I first had the idea to make this film about five years ago. As a child my Dad took me to watch cricket in the mid 90s and I remember queuing for Brian Lara’s autograph. I was in awe. He was - and still is - a massive legend of the game. For me, 501 Not Out is a local story with a big hero of mine at its heart, and Lara’s ascent to greatness in 1994 had a worldwide impact on cricket. He became one of the first truly global superstars of the game. He transcended the sport.
What's been the biggest challenge in telling this story?
Probably deciding on the direction I wanted to take the film in - both from a storytelling perspective, but also in regards to the visual texture of the film. Initial budget restrictions also meant that we had to think quite creatively about our approach to archive, what with that being such a key element in terms of transporting the audience to both Trinidad and mid 90s Birmingham. Archive licensing and acquisition is an incredibly complicated process and can be really expensive. ITV have been hugely supportive in this regard, giving us access to their Central News and Sport library. The team at BBC Midlands Today have also been very helpful.
Tell us about your experiences with Brian Lara. Has he been supportive of the project?

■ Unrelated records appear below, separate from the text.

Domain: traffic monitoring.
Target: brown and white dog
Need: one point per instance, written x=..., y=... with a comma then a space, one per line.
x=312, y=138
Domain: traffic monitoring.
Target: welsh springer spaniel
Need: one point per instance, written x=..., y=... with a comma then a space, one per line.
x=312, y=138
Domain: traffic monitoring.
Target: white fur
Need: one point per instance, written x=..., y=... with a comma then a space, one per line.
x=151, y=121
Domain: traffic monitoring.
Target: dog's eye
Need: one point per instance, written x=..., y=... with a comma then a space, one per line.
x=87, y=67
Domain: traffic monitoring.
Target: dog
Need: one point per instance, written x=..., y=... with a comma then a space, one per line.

After initial conversations with Brian Lara’s manager, Brian was happy for the film to go ahead, but initially chose not to be involved in the project. But…well, without giving too much away, it is fair to say that our filming trip to Trinidad in April was a huge success and has helped to elevate the story to a more compelling level. More importantly, I’d like to think that it has also built some important trust between Brian and myself as a filmmaker and fan. Brian very kindly invited me to his 50th birthday party at his mansion in the Port of Spain, so that was a truly amazing night that I will never, ever forget.
Beyond the premiere screenings in Birmingham, what are your hopes for the film beyond this summer?
We’re currently exploring the possibility of a screening at Lord’s cricket ground. There’s also interest in a screening in Trinidad and we have a number of great contacts in the Caribbean, India and Australia where we feel that the film will go down incredibly well. It’s early days, but Sky Sports have also expressed an interest in the film, which is obviously great to hear.
Is it hard to find support in the Midlands - whether financial or otherwise - for projects like 501 Not Out?
We started out with an Indiegogo crowd-funding campaign last year and, although challenging in the current climate, it proved to be a great way to raise some initial finance for the film. It also helped to create a real buzz around the project, which led to some fantastic national press and radio exposure. Warwickshire County Cricket Club has been supportive from the outset in helping us with access to players and locations for a number of shoots at Edgbaston, and more recently, Marston’s Brewery came on board as our headline sponsor. Alongside the financial help, they’ve also provided PR, branding and social media assistance, as well as support for our world premiere at MAC. Without those initial crowdfunders and the support of Marston’s, 501 Not Out just simply would not have been possible to make.
501 Not Out premieres at MAC on Saturday 17th August, with an encore screening on Wednesday 21st August.